In an artist’s statement, Williams said the concept for “Memorial Collaborations” was to create a new series of mixed-media works with each piece including collage material originally belonging to a deceased family member or friend. Some of the resulting pieces are specifically dedicated to one “posthumous collaborator,” he said, while others include artifacts that connect to multiple people.
“Items incorporated into the artworks were either acquired directly while my symbolic allies were still alive, or else materials were generously given to me later by their surviving loved ones, knowing I might eventually use them in my art,” Williams said.
Once the series was underway, Williams found himself naturally “having internal conversations with all these amazing individuals I was honored to have known.”

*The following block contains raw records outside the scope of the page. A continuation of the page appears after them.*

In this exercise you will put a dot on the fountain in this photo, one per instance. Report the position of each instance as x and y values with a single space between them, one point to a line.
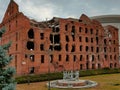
71 80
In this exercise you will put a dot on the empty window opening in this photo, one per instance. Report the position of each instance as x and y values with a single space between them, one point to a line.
59 58
97 49
32 58
51 38
67 58
66 27
41 47
73 48
91 31
99 66
51 58
81 66
74 58
92 49
87 57
57 48
105 49
42 58
93 66
66 47
93 58
67 38
80 29
87 48
56 39
105 56
98 57
87 65
97 32
86 39
80 47
80 39
91 40
51 47
57 29
30 45
31 34
115 65
41 36
97 40
32 70
86 30
53 29
81 57
111 65
105 41
111 57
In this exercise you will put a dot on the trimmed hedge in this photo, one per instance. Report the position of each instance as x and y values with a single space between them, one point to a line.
59 75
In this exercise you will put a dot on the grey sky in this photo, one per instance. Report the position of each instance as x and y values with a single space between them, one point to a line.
42 9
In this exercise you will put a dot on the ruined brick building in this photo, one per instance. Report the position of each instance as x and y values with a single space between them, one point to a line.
61 44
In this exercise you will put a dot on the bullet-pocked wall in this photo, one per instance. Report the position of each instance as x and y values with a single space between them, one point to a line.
58 44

“Despite the show’s heavy memento mori theme, this artistic dialogue with make collaborators resulted in many visual puns and inside-jokes being included in the pieces that I hope the deceased honorees would have appreciated,” he said.
Beyond honoring friends and family members, many pieces in the exhibit also my stylistic references to well-known Modern and Postmodern masters Williams admires. These influences are indicated on text panels accompanying the exhibit, near bios of each of Williams’ main “memorial collaborators.”

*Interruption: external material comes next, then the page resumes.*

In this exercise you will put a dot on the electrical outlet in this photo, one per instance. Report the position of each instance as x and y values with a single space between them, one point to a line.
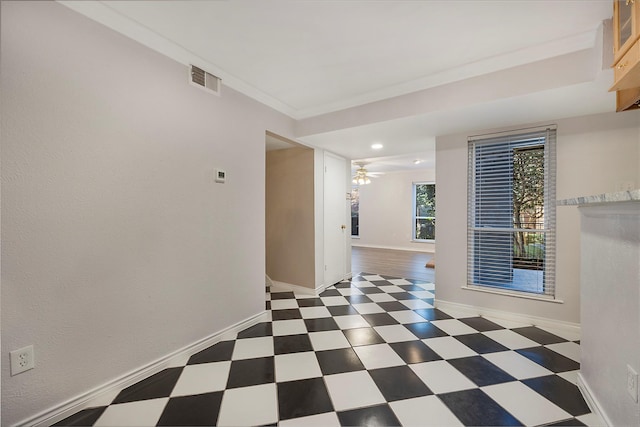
632 383
22 360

These collaborators, many from Calhoun County and elsewhere in southwest Michigan, include, among others:
- Doris Ballard (1921-2020)
- Myron “Mike” Ballard (1917-2003)
- Philip Carey (1942-2021)
- “Cowboy” Paul Edwards (1955-2019)
- Kenneth “Ken” McCosh (1937-2013)
- George “Ed” Scott (1958-2022)
- Timothy “Tim” Sykora (1958- 2014)
- Gayland Spaulding (1947-2022)
- Katherine “Katie” Williams (1918-2009)
After beginning his art career studying painting, Williams has spent the past 40 years mainly producing collage, mixed-media sculpture and ceramics. He considers his approach Post-Pop, influenced by the Pop Art movement of the 1960s and the offshoots that resulted from that style.

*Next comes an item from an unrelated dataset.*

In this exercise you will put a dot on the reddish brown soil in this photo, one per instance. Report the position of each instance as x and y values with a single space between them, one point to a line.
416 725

Since receiving a Master of Fine Arts degree from Florida State University in 1989, Williams’ work has been featured in more than 10 solo exhibitions and he has participated in numerous small-group shows in multiple states across the country.
Williams and his wife Jan started Spicer Arts, LLC in 1998, a fine art and pottery business located at their home studio in Marshall. In addition to creating his own art, Williams was a full-time art professor at Kellogg Community College from 1992 to 2021 and is currently an adjunct instructor at KCC teaching art history courses online.